Amy Alkon: Do Unemployment Benefits Keep People Unemployed?
I would definitely say "yes" to this question, having seen those who get unemployment checks over the years wait to look for a job (or just not try very hard) until benefits run out.
I would definitely say "yes" to this question, having seen those who get unemployment checks over the years wait to look for a job (or just not try very hard) until benefits run out.
10 Comments:
Does the Sun rise in the East?
Pay people to do something and you get more of it.
Yeah, give someone a check for something and they will do more of it. It is a new term called "reinforcement."
Trey
Fear and hunger can be a great motivator. Make unemployment too comfortable and you'll get people doing everything they can to stay on it as long as possible, as is happening nationwide. The same applies for workmens compensation insurance. My wife does case management for workmens compensation. She tells me of the abuses she encounters daily, often prolonged by that special breed of lowlife, the lawyers.
I think it depends.
I was laid off back at the very end of January, and I've hit the streets every day since. Until last week, I found nothing - I start a job the 13th - 30% cut in pay, but what the heck, the expenses are lower, and it's still better than being a mooch off the state.
Being laid off was OK for about the 1st 7 days, then it was "OK, that's the longest I've been off in 33 years, time to get back to work".
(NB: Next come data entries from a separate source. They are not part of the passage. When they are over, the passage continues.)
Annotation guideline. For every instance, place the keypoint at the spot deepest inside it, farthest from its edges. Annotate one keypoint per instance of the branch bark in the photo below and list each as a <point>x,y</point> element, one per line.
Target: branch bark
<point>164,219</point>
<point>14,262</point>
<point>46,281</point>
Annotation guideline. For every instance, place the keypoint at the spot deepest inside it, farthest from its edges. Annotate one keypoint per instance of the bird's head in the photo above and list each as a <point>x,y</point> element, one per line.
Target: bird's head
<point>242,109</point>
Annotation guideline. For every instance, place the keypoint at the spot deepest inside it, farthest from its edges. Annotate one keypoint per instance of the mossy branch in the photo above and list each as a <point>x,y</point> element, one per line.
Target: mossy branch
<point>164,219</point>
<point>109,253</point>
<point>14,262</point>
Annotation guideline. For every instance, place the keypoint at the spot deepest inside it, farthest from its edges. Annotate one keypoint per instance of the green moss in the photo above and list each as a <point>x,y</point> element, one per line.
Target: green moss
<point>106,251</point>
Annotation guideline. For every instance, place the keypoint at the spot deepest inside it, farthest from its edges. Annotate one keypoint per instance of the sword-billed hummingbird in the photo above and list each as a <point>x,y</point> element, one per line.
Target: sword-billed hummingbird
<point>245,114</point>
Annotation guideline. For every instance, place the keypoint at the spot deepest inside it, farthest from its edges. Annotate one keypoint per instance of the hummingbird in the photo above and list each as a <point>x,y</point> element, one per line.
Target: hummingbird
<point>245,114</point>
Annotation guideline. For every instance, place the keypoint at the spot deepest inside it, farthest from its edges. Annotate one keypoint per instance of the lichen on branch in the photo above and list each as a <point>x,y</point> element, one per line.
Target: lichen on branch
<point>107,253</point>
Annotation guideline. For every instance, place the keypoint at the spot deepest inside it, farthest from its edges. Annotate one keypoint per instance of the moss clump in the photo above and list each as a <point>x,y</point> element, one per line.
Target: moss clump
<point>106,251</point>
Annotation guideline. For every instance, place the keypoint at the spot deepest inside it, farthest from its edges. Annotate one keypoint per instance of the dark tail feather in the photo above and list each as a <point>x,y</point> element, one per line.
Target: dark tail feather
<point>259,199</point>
I guess it depends on your individual work eithic
"I guess it depends on your individual work eithic."
Agreed. Ben Franklin agreed with us too. "I think the best way of doing good to the poor, is not making them easy in poverty, but leading or driving them out of it."
Trey
A bit before I become a miserable, dying, regret-filled lump; somebody PLEASE hit me over the head with a 2x4. Much appreciated, Bill
When I was forced into the unemployment system by virtue of being a "captive employee," I made sure to game the system by remaining unemployed until the checks ran out.
Of course I "actively looked for jobs" during that period, but for some reason I didn't interview well and never got hired. For some reason that all changed once the socialist funds ran out.
Of course it does. It's given me the luxury of declining to pursue jobs that don't pay close to what I was earning before the layoff and leaves my weekdays free so I can travel on short notice and interview during the week.(Nashville and Tampa are lovely in the summer.)
Unfortunately it's also given me an incentive not to pursue lower paying contract work in the evenings or on the weekends. I've heard horror stories about people with 20 weeks of benefits left taking short term seasonal jobs and having their unemployment cut in half when the seasonal job ends.
Like most luxury goods it is nice to have but the cost really isn't worth it.
Recall those Hogarth prints with that depicted the horrible alcoholism and problems caused by gin? Turns out, they were caused by a tax. The British heavily taxed malt, so the price of ale went way up. Gin was sold a penny a pint while ale was much more expensive. Hence the problems of Gin alley.
Taxes and subsidies have unintended consequences to people who are unfamiliar with basic behavioral principles.
Trey
Thanks for the link! What a nice surprise!
There's a real difference between how the self-employed like me and people who can take those 99 weeks (two years!) sucking off the government teat act in looking for work.
For me, my savings are my unemployment fund.